Funded Status
Funded status is the measure of a defined benefit pension plan's financial health, expressed as the ratio of the plan's assets to the present value of its accumulated or projected benefit obligations, indicating whether the plan has sufficient assets to cover its existing commitments to plan participants.
The funded status of a defined benefit pension plan is the most critical single metric for understanding the financial position of both the plan and the sponsoring employer. A plan with a funded status above 100% — assets greater than liabilities — is described as overfunded, meaning it has a surplus. A plan with funded status below 100% is underfunded, meaning the present value of obligations to current and former employees exceeds the assets set aside to meet them.
In the U.S., funded status is measured and reported under two distinct frameworks that produce different results. For corporate defined benefit plans, GAAP accounting under ASC 715 (formerly SFAS 87 and 158) requires plans to measure liabilities using a discount rate derived from high-quality corporate bond yields, specifically a blend of AA-rated corporate bond yields reflecting the duration of the benefit obligation. For funding purposes under the Pension Protection Act of 2006 (PPA), a different smoothed interest rate corridor is used, generally producing a less volatile funded status measure. For public-sector pension plans, Governmental Accounting Standards Board (GASB) Statement 67 requires a discount rate based on the expected return on plan assets for the funded portion and a municipal bond rate for the unfunded portion.
The funded status has direct financial and legal consequences for U.S. plan sponsors. Corporate plans falling below 80% funded status under PPA rules trigger restrictions on lump-sum payments and benefit accruals.
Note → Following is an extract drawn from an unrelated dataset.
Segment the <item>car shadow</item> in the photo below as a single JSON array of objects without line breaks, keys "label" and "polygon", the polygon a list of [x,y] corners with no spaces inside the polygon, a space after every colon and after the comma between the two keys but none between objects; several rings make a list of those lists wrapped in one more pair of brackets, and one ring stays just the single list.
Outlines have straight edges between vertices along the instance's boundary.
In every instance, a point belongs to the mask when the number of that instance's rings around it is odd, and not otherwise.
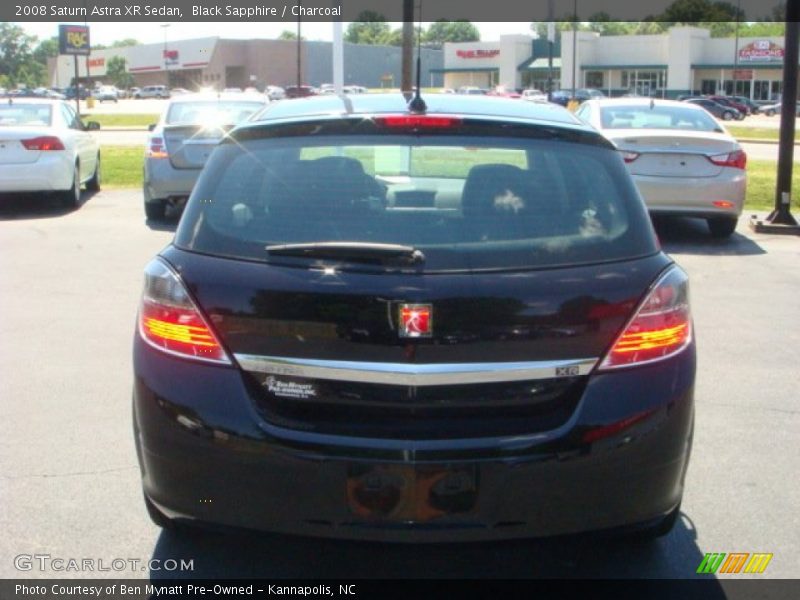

Plans below 60% are considered critically underfunded and face additional benefit restrictions. The Pension Benefit Guaranty Corporation (PBGC), which insures U.S. corporate defined benefit plans, charges variable rate premiums based on the plan's underfunding, creating a direct financial incentive for sponsors to maintain funded status.
For plan participants, the funded status determines the security of their promised benefits: a well-funded plan with a strong plan sponsor presents minimal risk of benefit impairment, while an underfunded plan sponsored by a financially distressed company represents meaningful risk that benefits may be reduced if the plan is terminated and insurance recoveries fall short of full benefit amounts.
Investment strategy for a defined benefit plan is heavily shaped by funded status, particularly in the context of liability-driven investing. Plans with improved funded ratios systematically de-risk — reducing equity allocation and increasing liability-matching fixed income — to protect achieved surplus and reduce the probability of funded status deterioration.